Les fusains persistants et panachés

Le choix traditionnel en matière de buissons persistants est souvent peu inspiré et se limite aux buis (malheureusement devenus un très mauvais choix), aux ifs, aux rhodos et éventuellement aux houx. Il existe cependant de nombreuses autres possibilités rendues possibles par l’adoucissement du climat. Les persistants sont indispensables pour donner vie et structure au jardin en hiver, tout en créant des refuges précieux pour la petite faune du jardin. Les fusains persistants proposés dans le commerce appartiennent généralement à 2 espèces: Euonymus japonicus, arrivé en occident au 19ème siècle et Euonymus fortunei, nommé pour le botaniste britannique Robert Fortune, également asiatique. Faciles quant au sol et à l’exposition, résistants à la sécheresse et naturellement ordonnés, les fusains persistants offrent beaucoup d’intérêt, à condition de les placer avec discernement. Voici quelques usages envisageables.

Euonymus japonicus: en buisson ou en haie

Le fusain du Japon type a un beau feuillage vert et luisant, au bord finement dentellé. Comme les fusains caducs, ils produit de petites fleurs vertes, suivies de capsules en forme de bonnet d’évêque renfermant de belles arilles orange vif. Dans un climat favorable il peut former un buisson de 4 m de haut. Un très grand nombre de cultivars ont été développés et se trouvent dans le commerce, au point que le choix est difficile car beaucoup se ressemblent. Une série appelée ‘Microphyllus’ a des feuilles beaucoup plus petites et ressemble très fortement au buis, qu’il peut remplacer avantageusement. Il pousse naturellement en forme arrondie mais peut aussi se tailler en topiaire. Euonymus japonicus ‘Microphyllus Green Rocket’ a un port très élancé.

La course pour produire de bons remplaçants pour les haies de buis a rendu le horticulteurs très créatifs. Tout comme les Ilex crenata, les fusains persistants à petites feuilles font bien l’affaire. Dans les verts unis, Euonymus japonicus ‘Green Spire’ (photo) est fréquemment utilisé. Le cultivar ‘Jean Hugues’ est peut-être celui qui ressemble le plus au buis, en voie de devenir l’ersatz par excellence de cette plante souffreteuse. ‘Tom Thumb’ (le Petit Poucet anglais) est une bonne version naine.
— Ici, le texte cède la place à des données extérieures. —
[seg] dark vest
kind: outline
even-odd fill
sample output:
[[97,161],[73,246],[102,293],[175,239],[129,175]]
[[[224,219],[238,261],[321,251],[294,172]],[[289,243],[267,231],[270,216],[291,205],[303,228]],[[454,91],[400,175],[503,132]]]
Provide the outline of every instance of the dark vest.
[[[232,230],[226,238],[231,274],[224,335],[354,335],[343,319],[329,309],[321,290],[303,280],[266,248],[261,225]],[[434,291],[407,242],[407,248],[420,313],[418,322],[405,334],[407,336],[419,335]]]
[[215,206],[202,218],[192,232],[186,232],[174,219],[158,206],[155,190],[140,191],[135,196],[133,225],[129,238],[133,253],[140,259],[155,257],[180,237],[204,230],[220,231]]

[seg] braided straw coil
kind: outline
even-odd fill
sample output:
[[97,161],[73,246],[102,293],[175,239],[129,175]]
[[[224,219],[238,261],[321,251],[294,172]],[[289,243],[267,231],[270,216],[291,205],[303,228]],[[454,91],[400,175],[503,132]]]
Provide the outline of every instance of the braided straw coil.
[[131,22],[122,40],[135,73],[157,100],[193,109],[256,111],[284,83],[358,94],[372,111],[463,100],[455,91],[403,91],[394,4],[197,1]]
On trouve aussi un large choix à bords blanc ou or, notamment à petites feuilles, comme Euonymus japonicus ‘Microphyllus Aureomarginatus’ et ‘Albomarginatus’. Réfléchissez cependant à deux fois avant de planter toute une haie d’une variété panachée: non seulement cela peut être visuellement fatiguant, mais de plus cela ne met pas en valeur les autres plantations.

Je vois quelques exemples autour de chez moi: des fusains panachés de blanc plantés en masse et taillés devant une maison ou une variété or plantée en blocs dans un parking.

Vous noterez que les variégations ne sont pas toujours stables: des branches toutes vertes ont tendance à revenir et des rameaux complètement jaunes ou blancs peuvent aussi apparaître. Ce phénomène spontané explique pourquoi tant de cultivars différents ont pu être produits.

Utilisé en grand buisson dans une haie mélangée ou dans un fond de jardin devant des arbustes sombres (ifs et houx dans ce cas-ci), Euonymus japonicus peut être particulièrement utile et lumineux. Le fait qu’il supporte la mi-ombre et un sol sec permet de le planter sous les arbres; une situation toujours difficile. J’aime particulièrement ‘Président Gauthier’ , un cultivar aux feuilles assez grandes et arrondies qui peut aisément atteindre 2,50 m en tous sens. Les rameaux bien denses et assez courts sont une mine précieuse pour les bouquets en toute saison. Il y en a beaucoup d’autres. Lisez attentivement les étiquettes pour estimer la taille définitive de la plante.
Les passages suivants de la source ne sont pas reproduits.